From 1a904f604b1973a91eff529e0d2bec30d7b51361 Mon Sep 17 00:00:00 2001
From: fuleinist <fuleinist@outlook.com>
Date: Mon, 20 Apr 2026 00:19:12 +0800
Subject: [PATCH] fix: write UTF-8 bytes directly to stdout to avoid encoding
 errors

On Windows (and other platforms) where sys.stdout.encoding is limited
(e.g., cp1252, gbk), piping markitdown output to a file causes
UnicodeEncodeError for characters outside the target encoding.

The previous workaround of encode+decode with errors='replace' still
failed when stdout.encoding was None, and didn't solve the root
issue of stdout's limited encoding.

This fix writes UTF-8 bytes directly to sys.stdout.buffer, which:
- Bypasses stdout's text encoding limitation
- Works reliably when stdout is piped or redirected
- Handles all Unicode characters correctly
- Falls back to print() with encoding='utf-8' for unusual cases

Fixes: microsoft/markitdown#1788
Fixes: microsoft/markitdown#1597
---
 packages/markitdown/src/markitdown/__main__.py | 14 ++++++++------
 1 file changed, 8 insertions(+), 6 deletions(-)

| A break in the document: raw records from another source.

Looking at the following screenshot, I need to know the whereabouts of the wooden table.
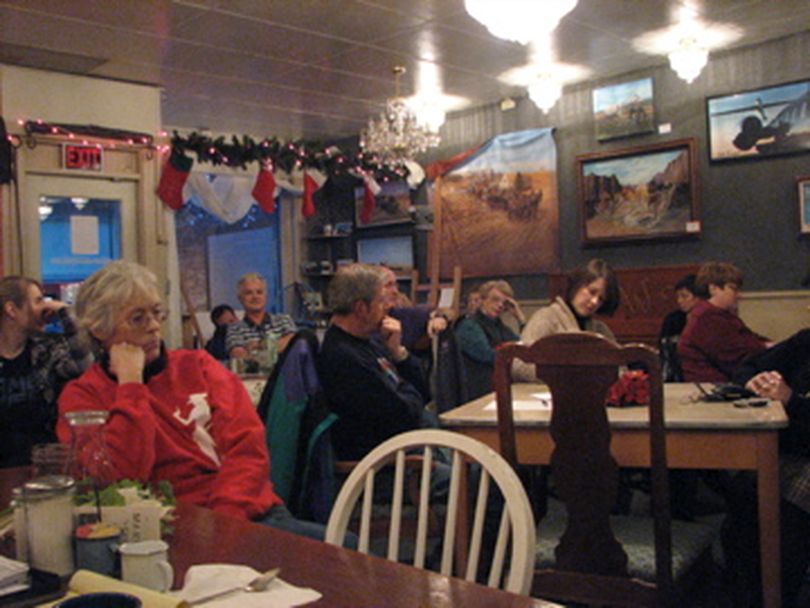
[0,468,557,608]
[440,383,788,608]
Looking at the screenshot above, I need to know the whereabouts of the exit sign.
[62,144,104,171]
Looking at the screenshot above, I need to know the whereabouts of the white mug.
[118,540,174,591]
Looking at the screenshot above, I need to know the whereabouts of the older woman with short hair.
[678,262,770,382]
[512,259,619,382]
[57,261,323,538]
[456,280,526,398]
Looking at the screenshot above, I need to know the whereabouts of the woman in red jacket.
[57,261,324,539]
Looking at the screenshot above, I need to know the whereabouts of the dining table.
[0,467,559,608]
[440,383,788,608]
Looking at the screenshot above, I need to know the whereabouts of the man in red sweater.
[678,262,770,382]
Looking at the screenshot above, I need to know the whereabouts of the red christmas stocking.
[155,150,194,211]
[251,166,276,213]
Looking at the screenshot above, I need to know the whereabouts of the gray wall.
[427,33,810,298]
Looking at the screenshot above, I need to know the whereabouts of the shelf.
[307,234,352,241]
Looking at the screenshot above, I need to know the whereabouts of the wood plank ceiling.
[0,0,810,139]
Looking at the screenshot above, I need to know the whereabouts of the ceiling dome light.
[528,72,562,114]
[464,0,577,44]
[669,37,709,83]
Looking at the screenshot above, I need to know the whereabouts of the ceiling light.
[669,37,709,83]
[38,205,53,222]
[528,72,562,114]
[464,0,577,44]
[360,66,444,165]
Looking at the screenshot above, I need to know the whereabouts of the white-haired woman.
[57,261,323,538]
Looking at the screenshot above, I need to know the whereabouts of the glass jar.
[13,475,75,576]
[65,410,118,507]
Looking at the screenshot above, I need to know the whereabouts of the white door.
[20,174,138,283]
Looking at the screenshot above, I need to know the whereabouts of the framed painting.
[354,182,413,228]
[593,78,655,141]
[576,139,701,245]
[796,175,810,235]
[706,80,810,162]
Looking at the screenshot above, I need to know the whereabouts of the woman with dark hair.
[678,262,771,382]
[456,280,526,398]
[512,259,619,382]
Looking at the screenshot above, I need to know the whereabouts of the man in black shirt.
[0,276,90,467]
[319,264,429,460]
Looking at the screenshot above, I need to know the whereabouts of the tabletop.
[440,382,788,430]
[0,468,558,608]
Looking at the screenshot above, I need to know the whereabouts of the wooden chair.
[494,332,716,606]
[411,266,462,319]
[326,429,535,594]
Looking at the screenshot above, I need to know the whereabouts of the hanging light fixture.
[669,36,709,83]
[464,0,577,44]
[360,65,441,165]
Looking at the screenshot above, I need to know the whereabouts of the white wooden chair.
[326,429,535,594]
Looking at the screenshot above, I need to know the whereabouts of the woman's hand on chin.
[109,342,146,384]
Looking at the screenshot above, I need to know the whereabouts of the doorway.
[20,174,137,301]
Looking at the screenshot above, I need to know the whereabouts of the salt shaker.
[13,475,75,576]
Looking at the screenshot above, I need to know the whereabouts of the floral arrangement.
[605,370,650,407]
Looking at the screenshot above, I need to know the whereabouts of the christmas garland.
[171,131,410,181]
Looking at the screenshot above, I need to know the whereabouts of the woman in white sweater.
[512,259,619,382]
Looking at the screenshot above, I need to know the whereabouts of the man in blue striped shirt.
[225,272,298,359]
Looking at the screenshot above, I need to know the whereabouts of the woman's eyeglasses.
[127,306,169,330]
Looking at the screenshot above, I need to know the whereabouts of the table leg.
[757,432,782,608]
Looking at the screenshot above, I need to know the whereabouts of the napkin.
[172,564,321,608]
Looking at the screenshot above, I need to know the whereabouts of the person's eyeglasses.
[127,306,169,330]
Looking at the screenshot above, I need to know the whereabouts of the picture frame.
[796,175,810,235]
[576,138,701,246]
[592,78,655,141]
[706,79,810,162]
[354,182,413,229]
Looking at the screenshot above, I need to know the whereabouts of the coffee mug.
[118,540,174,591]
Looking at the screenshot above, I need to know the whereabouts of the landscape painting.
[577,139,700,245]
[433,129,559,278]
[593,78,655,141]
[706,80,810,161]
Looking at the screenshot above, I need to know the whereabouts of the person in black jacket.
[205,304,239,361]
[318,264,429,460]
[724,329,810,607]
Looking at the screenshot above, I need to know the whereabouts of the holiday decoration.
[156,149,194,211]
[360,175,382,224]
[301,169,326,217]
[251,163,276,213]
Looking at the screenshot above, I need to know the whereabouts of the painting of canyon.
[577,139,700,244]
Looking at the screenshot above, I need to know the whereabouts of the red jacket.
[56,350,282,519]
[678,300,766,382]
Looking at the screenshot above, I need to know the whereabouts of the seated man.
[318,264,428,460]
[658,274,698,382]
[381,266,447,350]
[225,272,297,359]
[724,329,810,607]
[57,261,325,539]
[456,281,526,399]
[205,304,239,361]
[678,262,770,382]
[0,276,91,467]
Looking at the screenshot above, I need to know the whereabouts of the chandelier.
[360,66,441,165]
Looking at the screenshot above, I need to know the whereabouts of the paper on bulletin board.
[70,215,99,255]
[437,287,454,308]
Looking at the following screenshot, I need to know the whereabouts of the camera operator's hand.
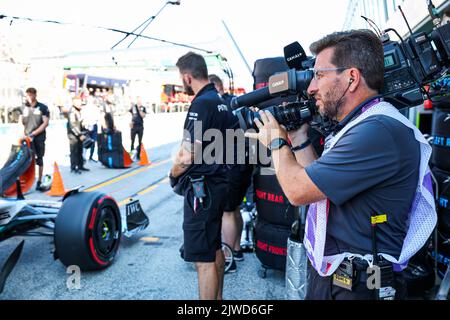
[245,111,287,148]
[288,123,309,146]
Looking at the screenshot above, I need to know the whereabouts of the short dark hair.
[310,30,384,92]
[176,51,208,80]
[25,88,37,94]
[443,7,450,17]
[208,74,223,90]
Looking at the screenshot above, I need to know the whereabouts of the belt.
[344,258,403,282]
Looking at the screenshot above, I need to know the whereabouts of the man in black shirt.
[19,88,50,191]
[170,52,236,300]
[208,74,253,273]
[130,97,147,159]
[67,97,89,174]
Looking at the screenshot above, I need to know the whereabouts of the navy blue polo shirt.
[183,83,233,178]
[306,101,420,258]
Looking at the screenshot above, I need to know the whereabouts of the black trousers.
[131,127,144,159]
[305,263,407,300]
[68,134,83,170]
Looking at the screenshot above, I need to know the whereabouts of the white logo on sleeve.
[189,112,198,121]
[217,104,228,112]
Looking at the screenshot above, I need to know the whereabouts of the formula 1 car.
[0,138,149,293]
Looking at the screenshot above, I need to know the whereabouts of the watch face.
[269,138,287,150]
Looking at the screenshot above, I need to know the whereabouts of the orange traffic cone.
[47,162,66,197]
[139,143,151,166]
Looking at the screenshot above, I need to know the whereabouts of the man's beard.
[183,80,195,96]
[319,79,346,120]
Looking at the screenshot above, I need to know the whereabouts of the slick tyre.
[55,192,122,270]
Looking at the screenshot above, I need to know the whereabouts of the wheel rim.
[93,206,119,260]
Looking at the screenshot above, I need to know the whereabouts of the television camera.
[231,0,450,134]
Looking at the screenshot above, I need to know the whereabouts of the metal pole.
[222,20,253,75]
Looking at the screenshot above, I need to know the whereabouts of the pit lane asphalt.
[0,119,285,300]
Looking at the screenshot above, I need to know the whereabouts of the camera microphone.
[284,41,307,71]
[231,87,272,110]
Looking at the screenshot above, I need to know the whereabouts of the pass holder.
[190,176,206,211]
[333,260,355,291]
[377,260,396,300]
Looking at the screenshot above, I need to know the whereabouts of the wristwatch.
[291,139,312,152]
[269,138,289,151]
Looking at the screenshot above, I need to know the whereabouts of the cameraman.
[247,30,436,300]
[170,52,231,300]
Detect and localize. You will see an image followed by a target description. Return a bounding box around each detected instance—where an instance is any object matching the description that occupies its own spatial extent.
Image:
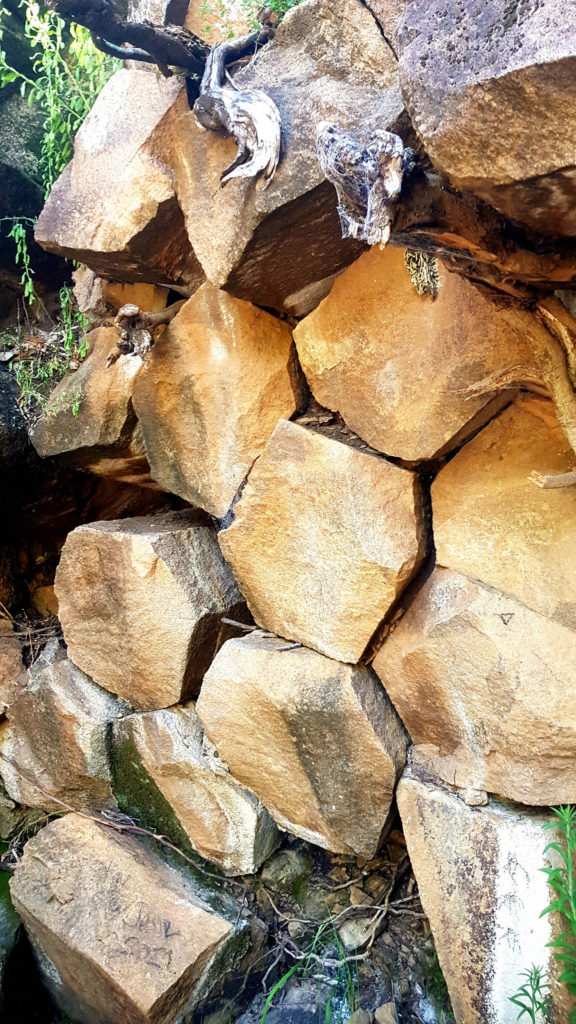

diff --git a/packages/markitdown/src/markitdown/__main__.py b/packages/markitdown/src/markitdown/__main__.py
index 6085ad6bb..d4b352c6f 100644
--- a/packages/markitdown/src/markitdown/__main__.py
+++ b/packages/markitdown/src/markitdown/__main__.py
@@ -206,12 +206,14 @@ def _handle_output(args, result: DocumentConverterResult):
         with open(args.output, "w", encoding="utf-8") as f:
             f.write(result.markdown)
     else:
-        # Handle stdout encoding errors more gracefully
-        print(
-            result.markdown.encode(sys.stdout.encoding, errors="replace").decode(
-                sys.stdout.encoding
-            )
-        )
+        # Write UTF-8 bytes directly to stdout's underlying buffer to avoid
+        # encoding errors on Windows (cp1252, gbk, etc.) and piped stdout
+        # where sys.stdout.encoding may be limited or None.
+        if hasattr(sys.stdout, "buffer"):
+            sys.stdout.buffer.write(result.markdown.encode("utf-8"))
+        else:
+            # Fallback for unusual stdout configurations
+            print(result.markdown, encoding="utf-8", errors="replace")
 
 
 def _exit_with_error(message: str):